This spring, the federal government announced it was investing $27.2 billion over the next five years to create a national, community-based quality child-care system in partnership with provincial, territorial, and Indigenous partners.

On Monday, Child Care Now NS announced it had presented its specific recommendations and considerations for how that early learning and child care system should be rolled out in Nova Scotia.

“Our main message is that Early Learning and Child Care in Nova Scotia needs a complete overhaul in the way it is funded, delivered, and managed,” Child Care Now NS steering committee member Christine Saulnier said in a June 28 media release.

“We made recommendations to government that outlined how the system should be rolled out to ensure that access to current and new child care spaces are universally accessible and affordable while at the same time raising the quality of programs and making them more inclusive and culturally-safe.”

In its June 28 submission to the Nova Scotia government, the coalition notes that it is “critical” to implement a plan that considers the impact on children, families, early childhood educators, and early learning and child care programs in the province.

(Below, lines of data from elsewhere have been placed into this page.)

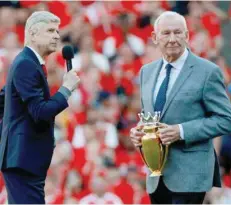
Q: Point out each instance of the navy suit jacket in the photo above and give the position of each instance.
(27, 136)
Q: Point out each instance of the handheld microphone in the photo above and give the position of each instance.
(68, 54)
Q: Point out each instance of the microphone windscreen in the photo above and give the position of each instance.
(68, 52)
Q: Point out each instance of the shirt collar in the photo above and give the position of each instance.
(178, 64)
(41, 61)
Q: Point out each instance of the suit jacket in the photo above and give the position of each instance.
(27, 137)
(199, 102)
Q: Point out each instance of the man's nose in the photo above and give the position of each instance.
(172, 37)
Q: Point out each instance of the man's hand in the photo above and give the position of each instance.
(71, 80)
(136, 135)
(169, 133)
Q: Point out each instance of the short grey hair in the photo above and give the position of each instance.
(170, 14)
(37, 19)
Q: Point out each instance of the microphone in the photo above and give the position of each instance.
(68, 54)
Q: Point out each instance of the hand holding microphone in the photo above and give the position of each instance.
(70, 79)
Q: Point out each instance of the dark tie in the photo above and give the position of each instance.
(44, 70)
(161, 96)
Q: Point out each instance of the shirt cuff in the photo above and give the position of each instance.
(65, 92)
(181, 131)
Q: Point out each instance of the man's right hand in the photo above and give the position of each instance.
(71, 80)
(136, 135)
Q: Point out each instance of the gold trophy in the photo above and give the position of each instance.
(153, 152)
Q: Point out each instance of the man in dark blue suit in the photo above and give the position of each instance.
(28, 111)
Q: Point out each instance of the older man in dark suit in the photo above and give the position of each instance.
(28, 110)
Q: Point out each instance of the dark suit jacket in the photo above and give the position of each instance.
(27, 137)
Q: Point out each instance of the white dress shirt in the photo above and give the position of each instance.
(175, 71)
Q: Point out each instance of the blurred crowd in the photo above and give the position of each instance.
(94, 161)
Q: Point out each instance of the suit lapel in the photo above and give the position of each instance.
(33, 57)
(182, 77)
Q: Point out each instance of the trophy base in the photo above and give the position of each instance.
(155, 174)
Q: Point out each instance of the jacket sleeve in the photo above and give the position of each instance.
(218, 109)
(27, 81)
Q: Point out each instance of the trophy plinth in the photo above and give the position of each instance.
(153, 153)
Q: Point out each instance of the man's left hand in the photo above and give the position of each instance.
(169, 134)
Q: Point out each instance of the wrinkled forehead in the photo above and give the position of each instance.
(171, 23)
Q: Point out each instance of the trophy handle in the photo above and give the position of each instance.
(165, 158)
(142, 155)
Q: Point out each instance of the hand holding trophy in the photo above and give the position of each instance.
(153, 152)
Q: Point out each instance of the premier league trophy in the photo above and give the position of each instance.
(153, 152)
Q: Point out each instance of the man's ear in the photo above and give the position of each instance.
(154, 38)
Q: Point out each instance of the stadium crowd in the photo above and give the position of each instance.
(94, 160)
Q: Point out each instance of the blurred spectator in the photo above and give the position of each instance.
(111, 40)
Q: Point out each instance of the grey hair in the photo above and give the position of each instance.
(170, 14)
(37, 19)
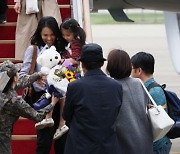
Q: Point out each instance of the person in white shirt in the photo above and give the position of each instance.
(27, 23)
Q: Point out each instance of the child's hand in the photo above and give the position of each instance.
(17, 7)
(54, 100)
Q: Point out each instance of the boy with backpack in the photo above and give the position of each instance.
(143, 68)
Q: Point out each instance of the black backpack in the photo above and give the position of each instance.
(173, 103)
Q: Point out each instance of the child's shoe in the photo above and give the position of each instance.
(45, 123)
(60, 132)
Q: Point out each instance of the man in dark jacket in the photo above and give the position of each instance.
(91, 107)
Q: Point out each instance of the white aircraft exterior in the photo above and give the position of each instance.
(171, 10)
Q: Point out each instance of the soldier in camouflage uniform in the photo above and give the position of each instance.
(12, 106)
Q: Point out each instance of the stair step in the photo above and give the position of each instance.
(60, 6)
(24, 137)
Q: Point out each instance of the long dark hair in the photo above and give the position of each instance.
(73, 26)
(119, 64)
(52, 24)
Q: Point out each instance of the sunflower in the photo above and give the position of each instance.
(69, 74)
(72, 79)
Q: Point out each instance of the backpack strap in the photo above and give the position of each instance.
(152, 85)
(155, 84)
(34, 57)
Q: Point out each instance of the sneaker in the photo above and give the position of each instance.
(60, 132)
(3, 18)
(45, 123)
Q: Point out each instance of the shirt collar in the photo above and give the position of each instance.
(148, 82)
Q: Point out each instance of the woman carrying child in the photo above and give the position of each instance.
(46, 35)
(12, 106)
(74, 38)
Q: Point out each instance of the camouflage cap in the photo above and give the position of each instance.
(10, 68)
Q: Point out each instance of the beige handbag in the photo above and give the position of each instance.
(161, 122)
(31, 6)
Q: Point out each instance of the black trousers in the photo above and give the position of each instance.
(45, 136)
(3, 6)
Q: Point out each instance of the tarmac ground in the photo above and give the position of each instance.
(149, 38)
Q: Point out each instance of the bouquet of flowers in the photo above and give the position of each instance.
(61, 75)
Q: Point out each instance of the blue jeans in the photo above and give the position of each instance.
(165, 149)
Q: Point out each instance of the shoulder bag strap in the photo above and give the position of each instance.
(150, 97)
(34, 57)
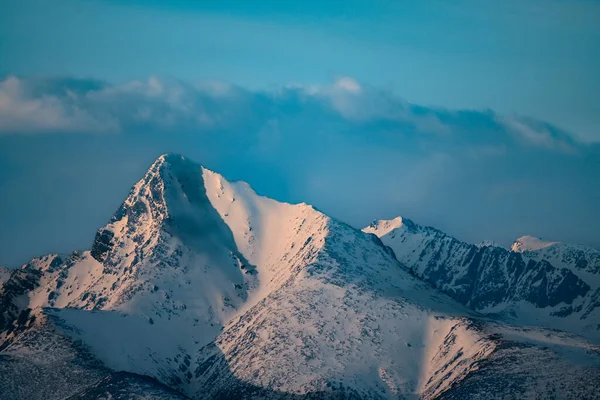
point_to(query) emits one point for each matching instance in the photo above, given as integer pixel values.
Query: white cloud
(169, 105)
(20, 112)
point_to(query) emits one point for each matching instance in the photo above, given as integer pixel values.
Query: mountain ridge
(532, 278)
(215, 291)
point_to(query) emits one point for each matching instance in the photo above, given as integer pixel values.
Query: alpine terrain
(200, 288)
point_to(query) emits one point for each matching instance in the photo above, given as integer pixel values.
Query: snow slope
(536, 283)
(218, 292)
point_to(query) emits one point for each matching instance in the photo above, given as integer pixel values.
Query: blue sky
(478, 117)
(532, 57)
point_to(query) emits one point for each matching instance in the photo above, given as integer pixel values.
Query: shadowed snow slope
(537, 283)
(204, 286)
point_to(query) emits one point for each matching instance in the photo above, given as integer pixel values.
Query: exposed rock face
(524, 284)
(201, 285)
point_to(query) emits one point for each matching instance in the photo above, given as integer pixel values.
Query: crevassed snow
(529, 243)
(217, 291)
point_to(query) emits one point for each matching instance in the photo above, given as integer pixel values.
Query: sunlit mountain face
(200, 288)
(267, 199)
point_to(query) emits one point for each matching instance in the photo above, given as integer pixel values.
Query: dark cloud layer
(70, 149)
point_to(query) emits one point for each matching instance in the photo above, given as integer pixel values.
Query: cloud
(64, 105)
(355, 151)
(24, 111)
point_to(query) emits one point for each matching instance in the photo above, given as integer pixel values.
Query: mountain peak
(529, 243)
(382, 227)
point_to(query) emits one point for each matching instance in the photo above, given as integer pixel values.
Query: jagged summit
(217, 292)
(530, 243)
(535, 282)
(382, 227)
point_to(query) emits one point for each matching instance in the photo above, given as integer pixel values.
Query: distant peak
(382, 227)
(529, 243)
(488, 243)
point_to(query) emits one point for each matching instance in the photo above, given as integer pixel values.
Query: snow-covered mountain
(198, 285)
(537, 283)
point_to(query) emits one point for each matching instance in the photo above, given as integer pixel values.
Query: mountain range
(200, 288)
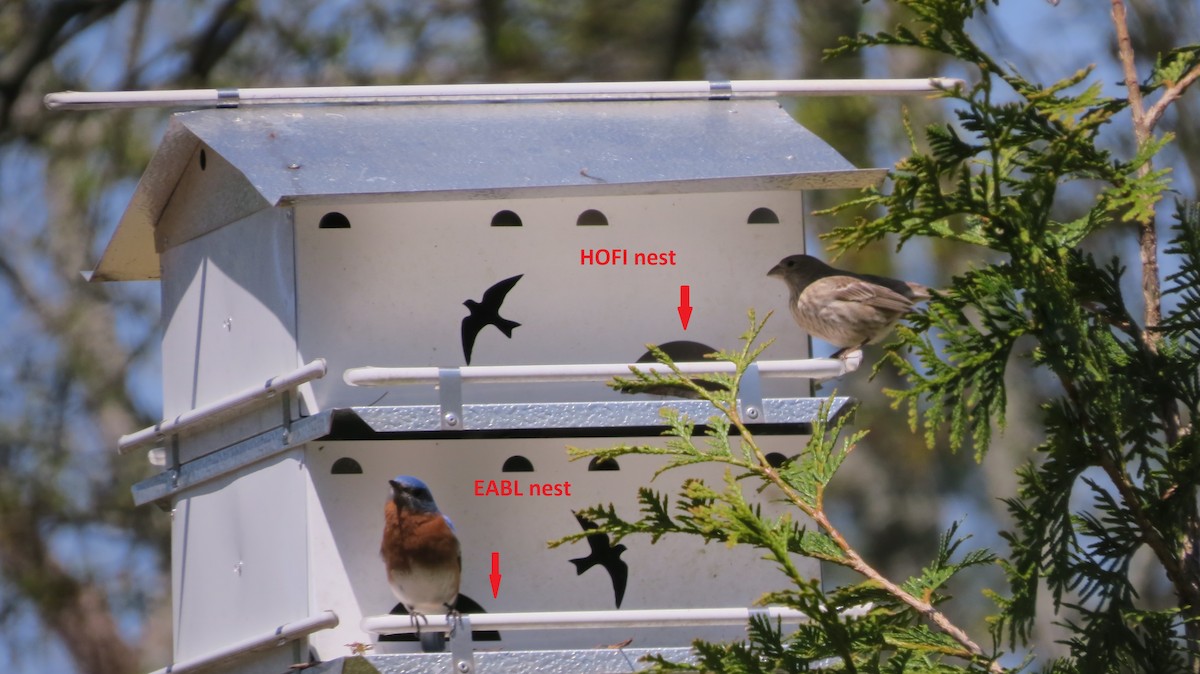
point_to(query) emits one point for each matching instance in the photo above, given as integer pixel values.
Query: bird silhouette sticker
(487, 312)
(605, 554)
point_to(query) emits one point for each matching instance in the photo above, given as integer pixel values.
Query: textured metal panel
(389, 290)
(583, 661)
(612, 415)
(480, 151)
(131, 254)
(477, 150)
(677, 572)
(210, 193)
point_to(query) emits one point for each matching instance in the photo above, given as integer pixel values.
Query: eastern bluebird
(845, 308)
(421, 553)
(487, 312)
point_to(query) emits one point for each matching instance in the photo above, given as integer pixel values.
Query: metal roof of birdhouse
(283, 155)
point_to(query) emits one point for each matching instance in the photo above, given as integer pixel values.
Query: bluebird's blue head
(412, 494)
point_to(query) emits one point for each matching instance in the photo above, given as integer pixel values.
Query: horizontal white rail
(222, 408)
(594, 619)
(449, 92)
(808, 368)
(282, 635)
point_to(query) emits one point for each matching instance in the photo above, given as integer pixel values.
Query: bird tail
(507, 326)
(433, 642)
(582, 564)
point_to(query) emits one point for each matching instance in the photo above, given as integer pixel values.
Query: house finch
(845, 308)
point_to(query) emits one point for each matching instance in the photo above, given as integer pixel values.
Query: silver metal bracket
(450, 398)
(462, 651)
(750, 396)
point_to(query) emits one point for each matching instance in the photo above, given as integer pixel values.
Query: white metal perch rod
(595, 619)
(223, 408)
(808, 368)
(497, 92)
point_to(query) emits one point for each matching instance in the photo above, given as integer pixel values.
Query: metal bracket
(286, 407)
(750, 392)
(462, 647)
(450, 398)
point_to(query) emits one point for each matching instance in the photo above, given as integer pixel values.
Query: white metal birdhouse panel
(211, 193)
(588, 280)
(229, 322)
(239, 563)
(467, 479)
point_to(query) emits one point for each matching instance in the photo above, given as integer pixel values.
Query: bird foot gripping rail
(463, 659)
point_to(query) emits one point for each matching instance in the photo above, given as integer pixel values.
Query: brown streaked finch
(845, 308)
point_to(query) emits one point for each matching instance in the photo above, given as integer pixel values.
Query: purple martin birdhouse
(441, 290)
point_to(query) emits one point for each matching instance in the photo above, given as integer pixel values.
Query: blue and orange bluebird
(421, 553)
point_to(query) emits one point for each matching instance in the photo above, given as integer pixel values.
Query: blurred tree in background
(83, 570)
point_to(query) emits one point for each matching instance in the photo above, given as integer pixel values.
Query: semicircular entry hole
(775, 459)
(598, 463)
(762, 216)
(507, 218)
(592, 217)
(334, 220)
(517, 463)
(346, 465)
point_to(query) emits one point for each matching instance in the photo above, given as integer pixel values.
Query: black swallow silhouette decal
(487, 312)
(606, 555)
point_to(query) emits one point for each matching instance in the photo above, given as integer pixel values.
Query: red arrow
(496, 575)
(684, 305)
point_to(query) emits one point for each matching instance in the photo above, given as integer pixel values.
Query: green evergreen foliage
(1116, 474)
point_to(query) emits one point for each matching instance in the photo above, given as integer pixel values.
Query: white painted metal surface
(222, 409)
(807, 368)
(496, 92)
(229, 324)
(229, 211)
(677, 572)
(270, 639)
(390, 289)
(239, 557)
(593, 619)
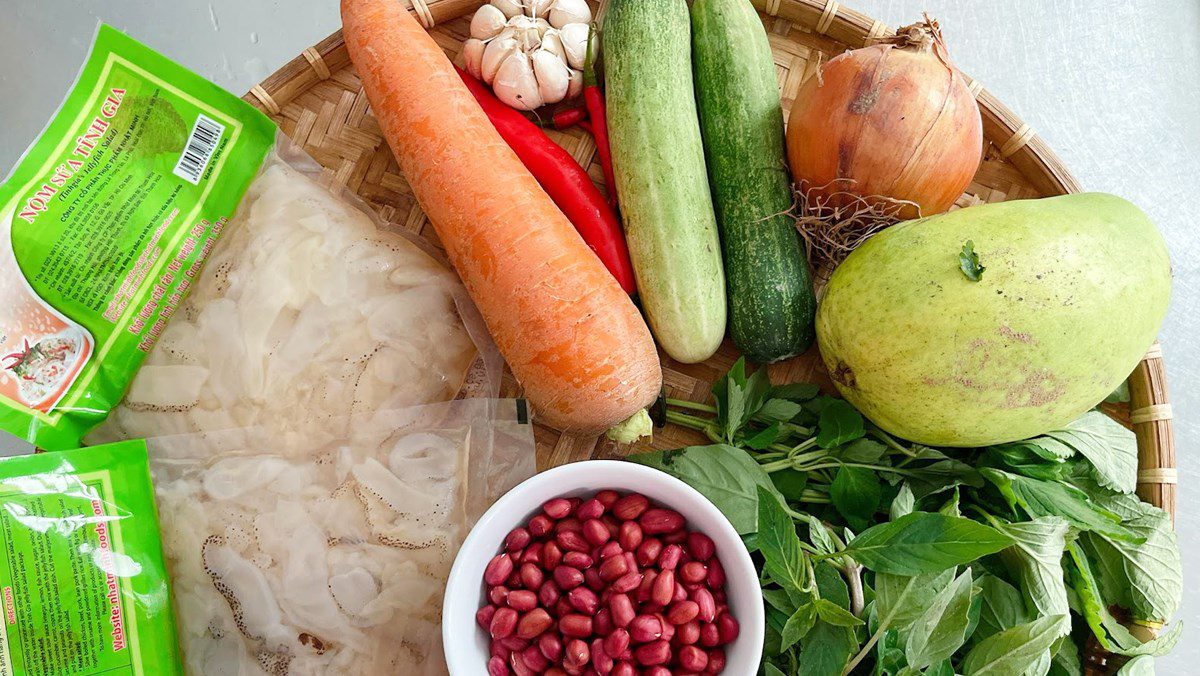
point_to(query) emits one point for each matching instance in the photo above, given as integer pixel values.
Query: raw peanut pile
(607, 585)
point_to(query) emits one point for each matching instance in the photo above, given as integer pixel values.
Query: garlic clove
(487, 23)
(553, 76)
(553, 43)
(516, 83)
(575, 43)
(570, 12)
(496, 53)
(509, 7)
(576, 84)
(473, 57)
(538, 9)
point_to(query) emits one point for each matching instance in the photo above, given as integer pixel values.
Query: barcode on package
(204, 139)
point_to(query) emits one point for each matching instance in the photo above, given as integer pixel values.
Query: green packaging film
(105, 223)
(83, 580)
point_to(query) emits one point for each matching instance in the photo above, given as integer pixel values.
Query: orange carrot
(573, 339)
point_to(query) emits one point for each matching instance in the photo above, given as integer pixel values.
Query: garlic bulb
(516, 83)
(487, 22)
(473, 55)
(532, 52)
(569, 12)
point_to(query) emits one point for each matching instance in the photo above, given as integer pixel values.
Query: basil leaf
(839, 423)
(763, 438)
(1146, 579)
(901, 599)
(1013, 651)
(856, 494)
(903, 503)
(1140, 665)
(1036, 558)
(827, 650)
(969, 262)
(784, 558)
(1110, 448)
(924, 543)
(798, 626)
(941, 629)
(863, 450)
(724, 474)
(835, 615)
(738, 398)
(798, 393)
(1066, 660)
(791, 483)
(779, 411)
(1054, 498)
(1002, 608)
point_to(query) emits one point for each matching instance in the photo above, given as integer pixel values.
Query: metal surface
(1110, 85)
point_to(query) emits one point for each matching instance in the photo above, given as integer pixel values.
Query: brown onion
(894, 121)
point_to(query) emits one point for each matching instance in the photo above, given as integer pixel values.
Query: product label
(103, 227)
(83, 582)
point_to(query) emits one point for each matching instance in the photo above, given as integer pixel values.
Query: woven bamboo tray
(317, 100)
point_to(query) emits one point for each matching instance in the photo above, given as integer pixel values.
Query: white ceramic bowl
(465, 641)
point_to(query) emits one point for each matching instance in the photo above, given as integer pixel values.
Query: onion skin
(893, 121)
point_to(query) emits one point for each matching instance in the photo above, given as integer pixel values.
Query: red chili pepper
(598, 115)
(565, 119)
(563, 179)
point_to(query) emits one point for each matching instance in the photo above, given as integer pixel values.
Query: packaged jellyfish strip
(82, 570)
(105, 223)
(162, 238)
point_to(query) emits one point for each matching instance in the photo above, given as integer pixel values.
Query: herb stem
(883, 627)
(691, 405)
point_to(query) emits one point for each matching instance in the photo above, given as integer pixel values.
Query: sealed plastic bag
(329, 557)
(82, 570)
(313, 309)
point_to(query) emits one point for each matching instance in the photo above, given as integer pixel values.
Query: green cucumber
(659, 161)
(772, 304)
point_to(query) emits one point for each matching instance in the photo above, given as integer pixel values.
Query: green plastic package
(82, 572)
(105, 223)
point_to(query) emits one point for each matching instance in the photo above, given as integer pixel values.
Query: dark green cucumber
(772, 304)
(659, 161)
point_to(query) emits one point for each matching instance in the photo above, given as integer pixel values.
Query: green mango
(1073, 293)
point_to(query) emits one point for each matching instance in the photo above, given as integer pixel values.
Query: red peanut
(568, 578)
(575, 626)
(648, 551)
(540, 525)
(670, 557)
(630, 536)
(622, 610)
(657, 652)
(522, 600)
(645, 628)
(701, 546)
(595, 532)
(577, 560)
(583, 599)
(498, 569)
(693, 572)
(658, 521)
(504, 622)
(729, 628)
(682, 612)
(551, 646)
(693, 658)
(557, 508)
(589, 509)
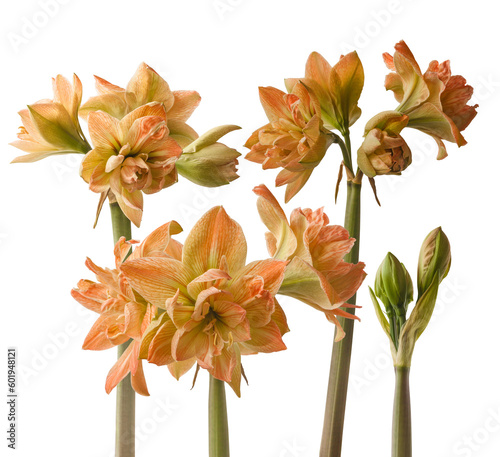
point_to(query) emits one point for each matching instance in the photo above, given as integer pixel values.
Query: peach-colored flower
(51, 127)
(384, 151)
(146, 86)
(133, 155)
(216, 306)
(294, 139)
(435, 101)
(337, 88)
(123, 313)
(317, 273)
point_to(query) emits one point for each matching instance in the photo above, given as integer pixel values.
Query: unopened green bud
(393, 285)
(208, 163)
(435, 258)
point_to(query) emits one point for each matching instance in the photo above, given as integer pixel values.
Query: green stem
(218, 434)
(125, 395)
(331, 442)
(401, 419)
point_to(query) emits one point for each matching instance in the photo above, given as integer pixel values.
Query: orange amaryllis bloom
(435, 101)
(294, 139)
(51, 127)
(146, 86)
(316, 274)
(337, 88)
(384, 151)
(123, 313)
(131, 156)
(216, 307)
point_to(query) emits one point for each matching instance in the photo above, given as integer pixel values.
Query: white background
(225, 50)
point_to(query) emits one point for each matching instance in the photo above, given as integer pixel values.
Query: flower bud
(208, 163)
(384, 151)
(435, 258)
(393, 285)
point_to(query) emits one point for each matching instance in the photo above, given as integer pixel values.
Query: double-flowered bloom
(123, 313)
(294, 139)
(317, 274)
(434, 101)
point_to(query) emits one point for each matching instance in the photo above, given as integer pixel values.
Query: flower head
(384, 151)
(435, 101)
(317, 273)
(337, 88)
(123, 313)
(215, 306)
(51, 127)
(133, 155)
(146, 86)
(294, 140)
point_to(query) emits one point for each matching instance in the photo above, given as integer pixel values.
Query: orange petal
(213, 236)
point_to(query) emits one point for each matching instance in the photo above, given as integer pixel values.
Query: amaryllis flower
(51, 127)
(295, 138)
(317, 274)
(337, 88)
(215, 306)
(207, 162)
(146, 86)
(123, 313)
(435, 101)
(384, 151)
(133, 155)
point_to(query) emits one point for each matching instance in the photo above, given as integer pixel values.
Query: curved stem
(331, 442)
(218, 434)
(125, 395)
(401, 419)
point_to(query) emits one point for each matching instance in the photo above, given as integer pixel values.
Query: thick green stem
(401, 418)
(125, 395)
(331, 442)
(218, 434)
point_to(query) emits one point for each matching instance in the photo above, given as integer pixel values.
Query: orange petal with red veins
(213, 236)
(104, 131)
(177, 369)
(265, 339)
(119, 370)
(157, 278)
(149, 86)
(270, 270)
(160, 349)
(138, 381)
(273, 102)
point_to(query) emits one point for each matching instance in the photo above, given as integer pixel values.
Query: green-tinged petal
(275, 220)
(308, 285)
(215, 235)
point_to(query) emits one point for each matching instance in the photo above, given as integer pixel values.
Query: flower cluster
(317, 274)
(434, 102)
(202, 304)
(138, 134)
(298, 135)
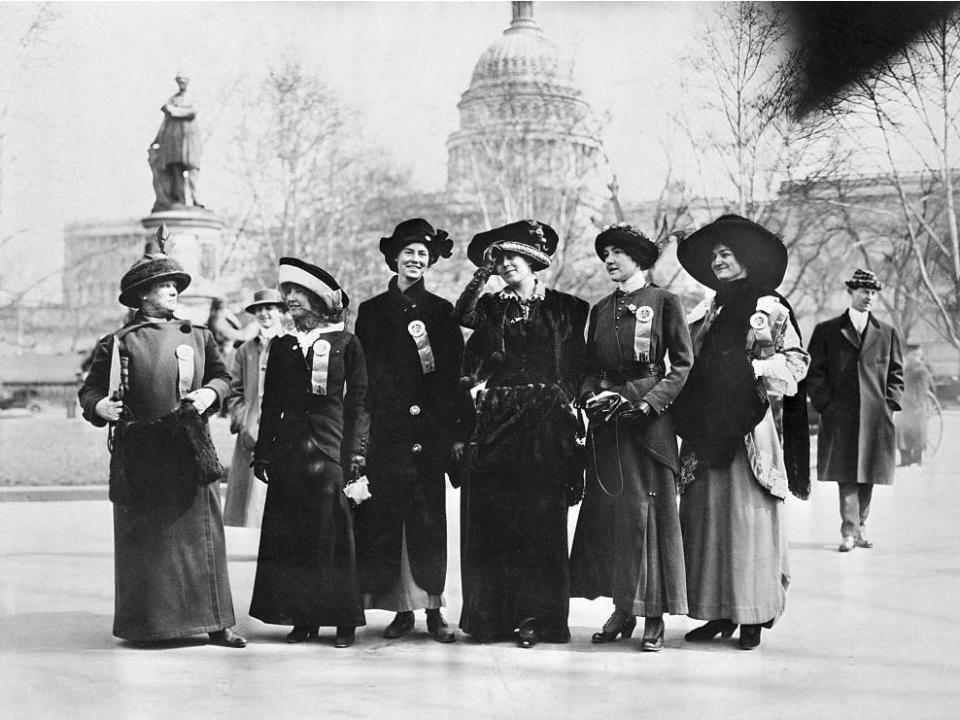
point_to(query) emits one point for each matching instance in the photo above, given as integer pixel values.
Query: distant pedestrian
(313, 436)
(154, 381)
(246, 494)
(856, 384)
(413, 348)
(918, 397)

The coalition believes capital and operational funding is needed to expand full-day, full-year, affordable non-profit child care for everyone under 12, to improve wages and benefits to those working in child care, and to ensure affordable fees for parents.

In response to a request from the provincial government, Child Care Now NS proposed recommendations for Nova Scotia’s plan based on four questions.

Those questions included: how to better support access to more spaces for children provincewide; what should government consider when making policy decisions about who should pay less or more; how to ensure providers give a “universally accessible approach” to all children regardless of ethnicity, language, faith, ability, gender, etc.; and how to ensure a strong, qualified, and stable workforce of early childhood educators.

“Our main message is that the government must be focused on ensuring that the building of this system is evidence-based, transparent and open, with meaningful and ongoing opportunities structured into the system for input from early childhood educators, service providers, parent and community groups, unions, Indigenous communities, and researchers,” the coalition noted at the end of its submission.